O «caso do copianço» no Centro de Estudos Judiciários (CEJ) ilustra, como poucos, uma das principais causas da degenerescência da Justiça portuguesa. Em vez de ser um verdadeiro centro de formação, o CEJ transformou-se numa espécie de universidade em que os formandos foram reduzidos ao estatuto de alunos e os formadores elevados à categoria de catedráticos. E, assim, em vez de efectiva preparação profissional, o CEJ ministra um ensino essencialmente teorético e laboratorial assente no paradigma professor/aluno, em que a cabeça dos formandos é atulhada com tecnicidade jurídica pelos seus omniscientes mestres. Não admira que, assim tratados, os chamados auditores de Justiça se comportem como alunos, para quem copiar nos exames sempre foi uma espécie de direito natural.
Só que esses alunos com 26, 27, 28 anos de idade serão, dentro de meses, magistrados que exercerão uma função soberana de forma totalmente irresponsável e independente. Sem qualquer experiência profissional, bom senso e capacidade de compreensão dos problemas concretos da vida, eles passam de alunos a titulares de poderes soberanos vitalícios, em cujo exercício vão continuar a reproduzir os mesmos métodos do CEJ, ou seja, a copiar uns pelos outros sentenças e despachos, às vezes com tal displicência que nem os nomes das partes corrigem. E, assim, com essa «mentalidade de copianço», eles vão, como magistrados, dedicar-se com inusitado zelo à cultura das «chocas» (cópias de decisões de outros casos, próprias ou de colegas) que diligentemente armazenam nos seus computadores. E depois, através da laboriosa actividade do copy/paste, «proferem» longuíssimos despachos, sentenças e acórdãos, sempre com a mesma prolixa fundamentação que, mecanicisticamente, vão transpondo de uns processos para os outros com soberana displicência. E, em vez de se esforçarem por resolver com sensatez e prudência os litígios da vida, eles continuarão a preocupar-se apenas com o «professor», que agora é o todo-poderoso inspector do Conselho Superior da Magistratura que os virá avaliar. E, assim, as suas decisões soberanas estarão mais voltadas para agradar ao inspector que temem do que para a questão concreta que deveriam resolver com justiça.
Infelizmente, o CEJ não forma magistrados, mas sim majestades. Os «alunos», em vez de serem preparados para prestar um serviço público à comunidade, são formatados para aceder a uma casta e defenderem à outrance um poder ilimitado e irresponsável, sem qualquer escrutínio democrático. O resultado está à vista!
Mas há um segundo aspecto que não é menos importante e que tem a ver com a honestidade. Quem utiliza métodos fraudulentos para chegar a magistrado não deixará de utilizar métodos fraudulentos no exercício dessas funções. Por isso devia haver um especial rigor na selecção das pessoas que pretendem aceder à magistratura, até porque, uma vez atingido esse estatuto, eles ficam totalmente fora de qualquer escrutínio.

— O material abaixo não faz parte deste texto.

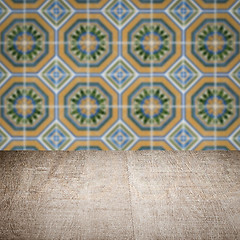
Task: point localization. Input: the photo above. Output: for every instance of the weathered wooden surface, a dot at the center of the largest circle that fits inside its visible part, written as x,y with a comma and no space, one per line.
119,195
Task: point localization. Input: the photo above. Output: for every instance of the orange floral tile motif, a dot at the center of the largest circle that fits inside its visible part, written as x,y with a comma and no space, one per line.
119,75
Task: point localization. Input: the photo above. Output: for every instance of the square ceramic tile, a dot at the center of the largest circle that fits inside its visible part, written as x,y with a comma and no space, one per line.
119,75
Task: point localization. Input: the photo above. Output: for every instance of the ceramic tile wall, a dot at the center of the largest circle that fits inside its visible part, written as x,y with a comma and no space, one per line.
119,74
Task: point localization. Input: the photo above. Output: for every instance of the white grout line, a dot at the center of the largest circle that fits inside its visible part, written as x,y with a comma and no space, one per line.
88,74
151,78
215,74
131,106
117,43
24,78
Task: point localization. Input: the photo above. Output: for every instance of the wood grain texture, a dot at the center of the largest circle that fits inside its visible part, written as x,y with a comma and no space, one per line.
120,195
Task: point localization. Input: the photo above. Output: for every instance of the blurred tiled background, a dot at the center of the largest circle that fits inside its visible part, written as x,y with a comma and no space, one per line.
119,74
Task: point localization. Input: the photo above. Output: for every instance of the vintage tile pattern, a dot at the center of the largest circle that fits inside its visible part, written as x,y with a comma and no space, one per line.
119,74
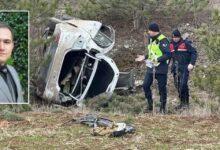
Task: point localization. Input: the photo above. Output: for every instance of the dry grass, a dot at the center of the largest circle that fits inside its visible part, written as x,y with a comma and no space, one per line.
45,130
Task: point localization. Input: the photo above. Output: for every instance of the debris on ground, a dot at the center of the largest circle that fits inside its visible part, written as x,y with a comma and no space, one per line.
105,127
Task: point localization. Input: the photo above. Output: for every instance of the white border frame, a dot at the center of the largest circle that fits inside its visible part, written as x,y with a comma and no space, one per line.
28,101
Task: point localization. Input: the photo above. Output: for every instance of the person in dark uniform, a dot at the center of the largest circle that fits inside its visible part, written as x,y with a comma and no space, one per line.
183,61
157,65
10,87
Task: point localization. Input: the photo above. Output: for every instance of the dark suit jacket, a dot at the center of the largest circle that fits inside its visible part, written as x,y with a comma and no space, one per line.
5,95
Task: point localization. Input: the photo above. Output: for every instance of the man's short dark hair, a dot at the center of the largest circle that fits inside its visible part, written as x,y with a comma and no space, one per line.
3,25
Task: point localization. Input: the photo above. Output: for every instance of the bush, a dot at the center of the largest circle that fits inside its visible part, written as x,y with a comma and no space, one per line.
207,77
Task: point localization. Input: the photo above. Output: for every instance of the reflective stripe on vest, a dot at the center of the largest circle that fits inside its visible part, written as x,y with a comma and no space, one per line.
181,47
153,48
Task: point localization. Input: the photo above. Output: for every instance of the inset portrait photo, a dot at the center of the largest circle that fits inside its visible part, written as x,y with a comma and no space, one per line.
14,28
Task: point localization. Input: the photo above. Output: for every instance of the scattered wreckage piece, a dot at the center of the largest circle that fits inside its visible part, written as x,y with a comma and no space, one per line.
102,126
75,66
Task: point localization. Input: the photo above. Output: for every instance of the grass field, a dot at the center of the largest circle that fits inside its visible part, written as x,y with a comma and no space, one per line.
53,129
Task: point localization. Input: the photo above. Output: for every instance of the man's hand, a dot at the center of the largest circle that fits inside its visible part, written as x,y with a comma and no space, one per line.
190,67
140,58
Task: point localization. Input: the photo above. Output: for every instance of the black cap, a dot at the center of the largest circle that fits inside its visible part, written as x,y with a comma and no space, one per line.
176,33
154,27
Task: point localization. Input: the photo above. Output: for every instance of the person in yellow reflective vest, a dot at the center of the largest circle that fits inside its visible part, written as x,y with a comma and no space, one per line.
157,65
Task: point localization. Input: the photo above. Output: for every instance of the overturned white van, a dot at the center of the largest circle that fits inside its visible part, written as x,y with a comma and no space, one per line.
75,65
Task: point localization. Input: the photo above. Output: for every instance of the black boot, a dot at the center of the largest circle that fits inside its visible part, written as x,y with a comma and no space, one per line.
163,108
149,106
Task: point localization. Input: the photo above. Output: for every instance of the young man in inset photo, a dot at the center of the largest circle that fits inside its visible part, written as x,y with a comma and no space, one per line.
10,87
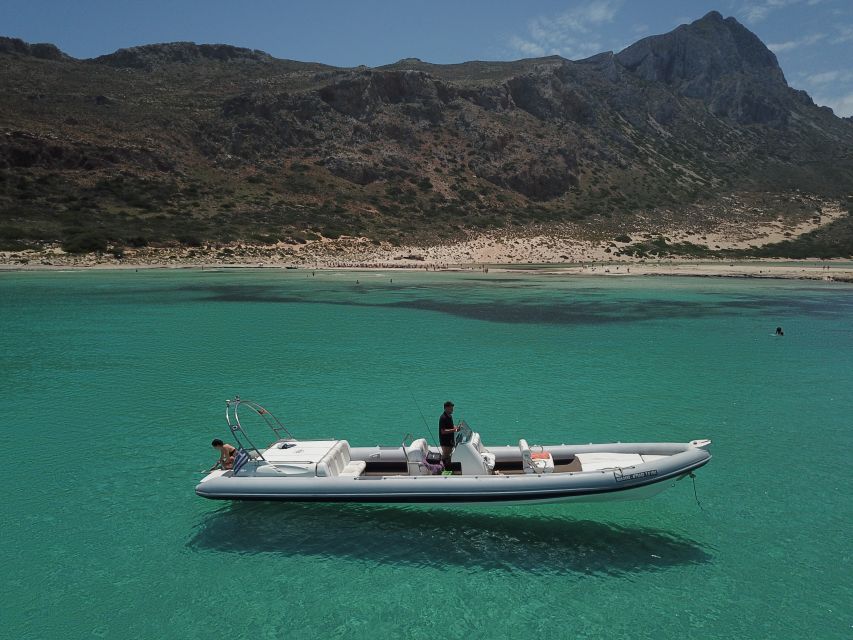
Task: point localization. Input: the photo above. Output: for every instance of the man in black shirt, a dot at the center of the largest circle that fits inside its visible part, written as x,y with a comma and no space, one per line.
445,433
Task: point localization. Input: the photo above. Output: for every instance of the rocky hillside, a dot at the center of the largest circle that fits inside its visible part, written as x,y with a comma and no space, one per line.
185,143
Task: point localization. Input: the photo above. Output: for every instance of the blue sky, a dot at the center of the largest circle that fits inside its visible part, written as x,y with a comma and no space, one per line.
813,39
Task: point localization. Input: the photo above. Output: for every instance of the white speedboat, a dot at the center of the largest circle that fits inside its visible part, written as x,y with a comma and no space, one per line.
332,471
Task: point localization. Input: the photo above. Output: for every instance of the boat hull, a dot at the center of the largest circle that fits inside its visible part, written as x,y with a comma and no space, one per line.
672,461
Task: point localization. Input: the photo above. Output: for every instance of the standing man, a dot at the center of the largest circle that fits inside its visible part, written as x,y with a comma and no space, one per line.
445,433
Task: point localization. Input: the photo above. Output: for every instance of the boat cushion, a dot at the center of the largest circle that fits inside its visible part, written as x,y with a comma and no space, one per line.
354,468
605,460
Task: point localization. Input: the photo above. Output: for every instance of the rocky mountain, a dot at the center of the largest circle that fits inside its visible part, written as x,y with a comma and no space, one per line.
196,143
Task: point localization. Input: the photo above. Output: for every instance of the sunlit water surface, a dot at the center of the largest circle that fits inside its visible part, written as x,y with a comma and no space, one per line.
115,384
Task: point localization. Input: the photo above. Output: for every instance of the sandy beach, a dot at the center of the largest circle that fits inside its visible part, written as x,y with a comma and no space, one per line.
557,251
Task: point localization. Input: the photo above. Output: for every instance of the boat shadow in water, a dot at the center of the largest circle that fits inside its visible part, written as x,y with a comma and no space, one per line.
418,537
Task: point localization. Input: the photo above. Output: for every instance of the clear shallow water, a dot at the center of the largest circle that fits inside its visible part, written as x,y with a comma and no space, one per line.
115,384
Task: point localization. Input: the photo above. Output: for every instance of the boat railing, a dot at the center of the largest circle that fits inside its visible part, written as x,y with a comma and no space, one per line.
232,418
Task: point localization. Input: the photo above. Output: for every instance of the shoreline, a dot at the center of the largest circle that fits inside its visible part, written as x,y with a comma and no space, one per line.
838,270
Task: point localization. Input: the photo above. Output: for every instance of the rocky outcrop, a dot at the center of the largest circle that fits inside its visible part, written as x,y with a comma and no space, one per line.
44,51
154,56
238,140
719,62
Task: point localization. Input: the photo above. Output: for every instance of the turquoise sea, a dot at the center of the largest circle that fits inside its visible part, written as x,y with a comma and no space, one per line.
114,384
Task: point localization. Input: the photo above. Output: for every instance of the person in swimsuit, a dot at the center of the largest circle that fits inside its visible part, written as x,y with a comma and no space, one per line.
446,431
226,454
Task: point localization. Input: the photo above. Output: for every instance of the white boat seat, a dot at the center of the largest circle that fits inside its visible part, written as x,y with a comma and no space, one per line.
353,469
489,460
417,451
416,459
542,463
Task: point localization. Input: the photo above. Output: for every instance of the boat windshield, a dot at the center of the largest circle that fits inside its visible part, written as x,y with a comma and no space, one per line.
464,434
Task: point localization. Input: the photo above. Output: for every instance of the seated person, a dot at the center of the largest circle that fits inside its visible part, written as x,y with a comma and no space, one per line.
226,455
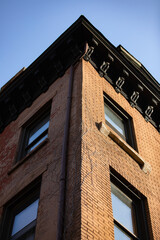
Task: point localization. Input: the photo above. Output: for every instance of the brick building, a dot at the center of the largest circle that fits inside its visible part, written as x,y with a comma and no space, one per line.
79,144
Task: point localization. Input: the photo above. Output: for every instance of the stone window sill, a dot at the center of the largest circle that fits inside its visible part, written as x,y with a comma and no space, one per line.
27,156
127,148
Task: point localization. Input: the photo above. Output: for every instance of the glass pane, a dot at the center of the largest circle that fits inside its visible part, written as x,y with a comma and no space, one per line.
37,143
122,209
120,235
25,217
38,129
114,119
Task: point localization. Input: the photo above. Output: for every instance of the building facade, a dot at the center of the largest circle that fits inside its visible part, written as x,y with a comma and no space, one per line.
80,144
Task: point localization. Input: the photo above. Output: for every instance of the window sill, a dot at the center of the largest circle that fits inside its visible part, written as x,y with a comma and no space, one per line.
127,148
21,161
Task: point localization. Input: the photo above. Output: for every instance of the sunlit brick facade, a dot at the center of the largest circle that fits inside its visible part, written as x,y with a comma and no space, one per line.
79,123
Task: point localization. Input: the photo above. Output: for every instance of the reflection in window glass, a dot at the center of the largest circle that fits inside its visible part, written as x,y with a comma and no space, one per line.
114,119
122,208
120,235
25,217
40,128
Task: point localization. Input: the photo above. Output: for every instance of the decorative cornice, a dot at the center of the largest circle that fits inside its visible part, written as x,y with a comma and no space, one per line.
128,78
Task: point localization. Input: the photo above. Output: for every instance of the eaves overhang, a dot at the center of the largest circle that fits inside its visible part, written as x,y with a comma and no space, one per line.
128,78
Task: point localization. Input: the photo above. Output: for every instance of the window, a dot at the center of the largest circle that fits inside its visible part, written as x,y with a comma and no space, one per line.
128,212
34,132
20,216
119,121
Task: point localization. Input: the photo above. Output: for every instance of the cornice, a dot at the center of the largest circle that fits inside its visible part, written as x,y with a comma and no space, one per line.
134,83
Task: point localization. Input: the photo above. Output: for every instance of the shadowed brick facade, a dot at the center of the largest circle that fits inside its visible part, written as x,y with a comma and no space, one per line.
84,67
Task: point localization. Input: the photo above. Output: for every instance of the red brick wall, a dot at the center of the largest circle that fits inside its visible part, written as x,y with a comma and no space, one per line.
88,208
45,162
99,153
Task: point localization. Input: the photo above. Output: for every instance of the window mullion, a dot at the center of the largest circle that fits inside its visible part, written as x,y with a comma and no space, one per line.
126,230
36,140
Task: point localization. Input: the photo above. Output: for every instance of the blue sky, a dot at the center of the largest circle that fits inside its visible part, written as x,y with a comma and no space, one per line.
27,28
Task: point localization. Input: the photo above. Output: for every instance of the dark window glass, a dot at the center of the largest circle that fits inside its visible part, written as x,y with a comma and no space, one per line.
23,220
20,214
114,119
35,131
117,119
128,212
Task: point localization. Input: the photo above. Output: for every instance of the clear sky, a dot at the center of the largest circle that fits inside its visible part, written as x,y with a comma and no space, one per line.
27,28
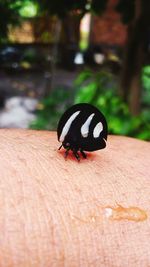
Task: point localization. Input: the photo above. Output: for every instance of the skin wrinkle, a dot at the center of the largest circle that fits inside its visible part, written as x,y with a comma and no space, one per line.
55,189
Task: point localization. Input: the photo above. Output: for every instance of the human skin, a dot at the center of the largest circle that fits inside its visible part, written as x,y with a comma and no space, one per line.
53,211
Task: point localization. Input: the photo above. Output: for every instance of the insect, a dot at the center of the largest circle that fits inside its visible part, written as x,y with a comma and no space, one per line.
82,128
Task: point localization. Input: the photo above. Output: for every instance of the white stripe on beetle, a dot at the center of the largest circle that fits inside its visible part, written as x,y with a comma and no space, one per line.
97,130
86,125
67,126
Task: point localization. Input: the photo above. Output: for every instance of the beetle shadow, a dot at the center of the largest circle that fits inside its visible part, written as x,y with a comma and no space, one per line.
89,156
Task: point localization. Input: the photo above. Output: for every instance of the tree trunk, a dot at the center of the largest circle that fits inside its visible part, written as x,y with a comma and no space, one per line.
136,47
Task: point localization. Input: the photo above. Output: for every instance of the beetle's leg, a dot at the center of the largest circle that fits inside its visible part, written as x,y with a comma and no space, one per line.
75,153
60,147
83,154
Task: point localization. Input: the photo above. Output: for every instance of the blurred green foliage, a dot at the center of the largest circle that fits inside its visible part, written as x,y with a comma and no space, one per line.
99,89
146,85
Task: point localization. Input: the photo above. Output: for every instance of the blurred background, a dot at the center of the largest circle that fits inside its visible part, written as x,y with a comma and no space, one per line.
57,53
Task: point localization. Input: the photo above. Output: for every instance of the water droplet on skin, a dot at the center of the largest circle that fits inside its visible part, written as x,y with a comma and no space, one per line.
121,213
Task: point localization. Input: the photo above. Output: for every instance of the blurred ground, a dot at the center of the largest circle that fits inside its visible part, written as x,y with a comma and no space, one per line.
20,93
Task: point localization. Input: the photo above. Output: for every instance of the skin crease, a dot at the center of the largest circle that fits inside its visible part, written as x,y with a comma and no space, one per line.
52,211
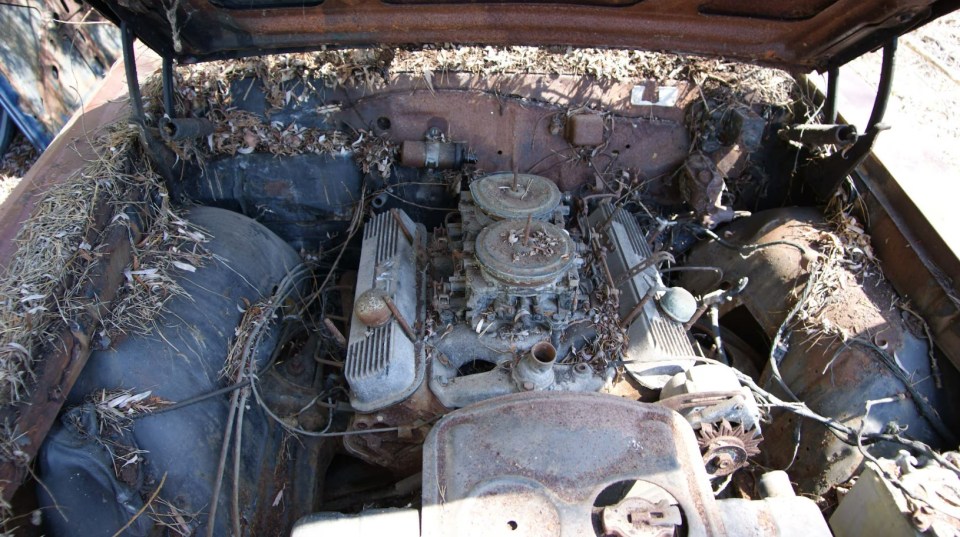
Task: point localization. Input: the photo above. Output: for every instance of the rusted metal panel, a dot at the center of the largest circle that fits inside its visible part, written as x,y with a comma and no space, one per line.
541,459
52,57
196,30
836,359
503,133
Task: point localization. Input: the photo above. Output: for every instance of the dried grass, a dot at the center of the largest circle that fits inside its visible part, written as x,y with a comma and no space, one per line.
116,409
241,132
42,289
211,90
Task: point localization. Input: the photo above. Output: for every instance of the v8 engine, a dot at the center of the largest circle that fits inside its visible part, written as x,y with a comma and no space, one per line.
513,295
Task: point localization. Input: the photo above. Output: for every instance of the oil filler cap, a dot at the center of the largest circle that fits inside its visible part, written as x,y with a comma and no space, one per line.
505,196
678,304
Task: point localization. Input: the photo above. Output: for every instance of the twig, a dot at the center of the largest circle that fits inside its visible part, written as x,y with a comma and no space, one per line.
144,508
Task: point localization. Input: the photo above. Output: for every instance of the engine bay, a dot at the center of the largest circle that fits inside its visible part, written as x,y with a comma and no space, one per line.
498,304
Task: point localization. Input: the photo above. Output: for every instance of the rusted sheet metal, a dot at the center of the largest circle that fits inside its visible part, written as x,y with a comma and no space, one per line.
401,451
53,56
505,132
915,257
197,30
541,459
833,374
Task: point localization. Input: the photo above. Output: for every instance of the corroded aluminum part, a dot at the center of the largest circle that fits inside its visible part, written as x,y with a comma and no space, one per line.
508,195
522,253
534,463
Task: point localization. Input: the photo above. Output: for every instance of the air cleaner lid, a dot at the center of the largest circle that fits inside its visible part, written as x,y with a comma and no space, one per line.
506,256
533,196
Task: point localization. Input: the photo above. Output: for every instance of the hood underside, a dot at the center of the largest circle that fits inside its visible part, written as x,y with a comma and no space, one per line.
791,34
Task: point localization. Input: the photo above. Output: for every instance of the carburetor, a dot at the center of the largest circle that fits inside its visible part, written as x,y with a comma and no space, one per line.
506,294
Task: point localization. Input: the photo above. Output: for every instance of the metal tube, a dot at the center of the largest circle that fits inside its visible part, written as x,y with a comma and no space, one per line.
830,106
885,84
184,128
819,134
167,76
130,68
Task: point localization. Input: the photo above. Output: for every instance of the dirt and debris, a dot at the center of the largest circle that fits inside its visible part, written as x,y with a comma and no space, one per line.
116,409
19,158
42,285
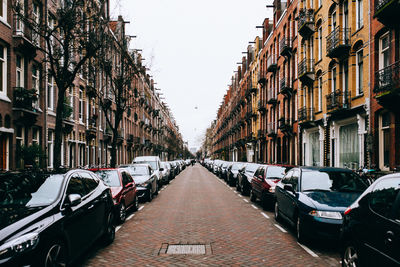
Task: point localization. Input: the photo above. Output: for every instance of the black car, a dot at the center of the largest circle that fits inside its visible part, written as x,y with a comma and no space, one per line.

Nunca vi um magistrado ser punido por desonestidade nas suas decisões e, no entanto, eles são tão (des)honestos como outros profissionais. Em todas as profissões e funções (advogados, médicos, engenheiros, professores, funcionários públicos, polícias, autarcas, deputados, governantes, etc.) há pessoas desonestas, mas quando chegamos aos magistrados eles são todos honestos. É falso. Eles não são feitos de uma massa diferente da do comum dos mortais. O problema é que eles julgam-se uns aos outros, protegem-se uns aos outros, exculpam-se uns outros, muitas vezes sem qualquer pudor. Algumas das piores desonestidades a que assisti em toda a minha vida foram praticadas em tribunal por magistrados, sobretudo juízes, sem quaisquer consequências porque a desonestidade deles é absorvida pelas sua independência e irresponsabilidade funcionais.
Existe na sociedade portuguesa uma ideia antiga, segundo a qual «se é juiz é honesto». Ora, isso não é verdadeiro. O princípio correcto devia ser: «se é honesto, então que seja juiz». Mas, como se vê com o «caso do copianço», a honestidade pessoal não é critério para a selecção dos magistrados.